Es evidente la incultura biológica que padecemos.



 Buscando los horizontes ámplios, las colinas formadas por los escombros del antigüo barrio de Palomeras Bajas, permiten un recorrido sinuoso de continuos subeybajas por un camino hecho por caminantes y ciclistas.


 Los nuevos bloques de pisos se apelmazan unos contra otros, en lo que llaman optimización del terreno, que no es más que sacar el máximo beneficio por feo y antinatural que sea el resultado. Equipos de aire acondicionado crecen como verrugas en las fachadas y entre el bosque de antenas se puede observar el vuelo de alguna cigüeña, como la de la fotografía.


 Si uno cambia la perspectiva, descubre entre las plantas cimarronas, un valle de asfalto sobre el que voráces máquinas consumen los combustibles fósiles creados durante millones de años. Es la frontera infranqueables para los caminantes, la protegida autovía que nos hace ir rápidamente de un sitio a otro, una y otra vez.


Un sonito atávico, como de tambores tribales, me hace cambiar el rumbo y me dejo llevar por la curiosidad. Descubro las pinturas de una tribu que decoran las paredes de plástico que cubren las vías. No alcanzo a comprender su significado, más allá del colorido que rompe el monótono gris de la ciudad.


 Pintadas clandestinas alteran la repetitiva estructura de acero y poliestireno. Mientras los tambores se hacen cada vez más próximos.


 Miro a un lado y a otro, pero no los descubro.

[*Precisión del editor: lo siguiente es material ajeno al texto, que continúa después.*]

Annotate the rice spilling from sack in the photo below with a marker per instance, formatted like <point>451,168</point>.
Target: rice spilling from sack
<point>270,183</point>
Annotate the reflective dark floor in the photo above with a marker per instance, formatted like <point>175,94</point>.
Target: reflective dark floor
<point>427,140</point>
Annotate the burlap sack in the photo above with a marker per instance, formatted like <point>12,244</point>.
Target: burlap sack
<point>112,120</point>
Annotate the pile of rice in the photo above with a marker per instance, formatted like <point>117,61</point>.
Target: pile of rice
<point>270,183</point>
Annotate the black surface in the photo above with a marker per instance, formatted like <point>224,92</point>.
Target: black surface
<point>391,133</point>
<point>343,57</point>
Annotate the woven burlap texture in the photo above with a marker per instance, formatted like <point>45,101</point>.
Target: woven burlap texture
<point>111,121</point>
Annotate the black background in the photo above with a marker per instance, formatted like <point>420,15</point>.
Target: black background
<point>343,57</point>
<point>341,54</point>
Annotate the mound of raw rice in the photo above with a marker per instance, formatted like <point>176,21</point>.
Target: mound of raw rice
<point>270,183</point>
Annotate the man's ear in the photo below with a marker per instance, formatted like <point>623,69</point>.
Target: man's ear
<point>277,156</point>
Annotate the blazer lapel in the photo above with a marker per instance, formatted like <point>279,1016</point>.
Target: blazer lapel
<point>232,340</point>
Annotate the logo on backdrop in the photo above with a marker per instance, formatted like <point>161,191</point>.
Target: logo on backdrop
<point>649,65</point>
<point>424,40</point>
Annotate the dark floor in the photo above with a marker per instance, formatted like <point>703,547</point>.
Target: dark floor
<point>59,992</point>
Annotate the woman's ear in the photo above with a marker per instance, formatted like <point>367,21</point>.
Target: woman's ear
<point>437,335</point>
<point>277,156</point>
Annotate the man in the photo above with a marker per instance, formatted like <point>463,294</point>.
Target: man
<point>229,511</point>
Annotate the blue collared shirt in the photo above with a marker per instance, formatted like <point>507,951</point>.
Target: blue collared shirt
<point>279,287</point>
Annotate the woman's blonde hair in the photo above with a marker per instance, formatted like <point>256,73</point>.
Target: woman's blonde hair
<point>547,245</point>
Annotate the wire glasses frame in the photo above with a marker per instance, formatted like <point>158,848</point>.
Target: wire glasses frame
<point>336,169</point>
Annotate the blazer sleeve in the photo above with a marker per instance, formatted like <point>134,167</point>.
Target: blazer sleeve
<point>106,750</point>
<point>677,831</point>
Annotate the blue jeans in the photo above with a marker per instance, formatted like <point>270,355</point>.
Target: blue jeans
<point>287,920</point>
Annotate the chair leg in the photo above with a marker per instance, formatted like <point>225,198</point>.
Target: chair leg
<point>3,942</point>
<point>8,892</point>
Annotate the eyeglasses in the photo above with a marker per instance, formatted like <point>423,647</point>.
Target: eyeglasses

Tan solo algún indígena con garrota junto a más pinturas rupestres del siglo XXI y la tierra desnuda.


 Algunas de estas pinturas parecen utilizar el convencional lenguaje de los signos llamados letras. Llengando a transmitir consignas sobre una ilusión social distinta de la actual.


 Otras, aparte de la falta de colorido, proponen la represión en campos de concentración de los aldeanos o habitantes del burgo, desconociendo quien eso escribió que en las modernas ciudades todos somos burgueses que nos alimentamos de lo producido en lejanos lugares para nuestro bienestar, y que no hay mayor gulag que el que uno mismo se crea en su mente.


 Por fín descubro el origen de los tambores. Unas jóvenes ataviadas para la ocasión, danzan al ritmo de los tantanes, bajo unas canastas de baloncesto y sobre un suelo de cemento. En las paredes más pinturas, esta vez antropomóficas y con colorido, probablemente infantiles.


El cobijo protegido por vallas y techado, acoge a un nutrido grupo de aborígenes urbanitas que golpean frenéticamente sus tambores bajo las indicaciones de quien parece ser la gran matriarca. Curiosidad satisfecha.

De regreso a casa, pasando por el supermercado donde compré algo de fruta y trozos de animales muertos (aves y mamíferos), fuí dándole vueltas a la compleja ecología de la ciudad en la que vivo, viéndome como un burgués carroñero. Menos mál que se me pasó en cuanto me tomé unas cañas con tapa, antes de la comida fente al televisor.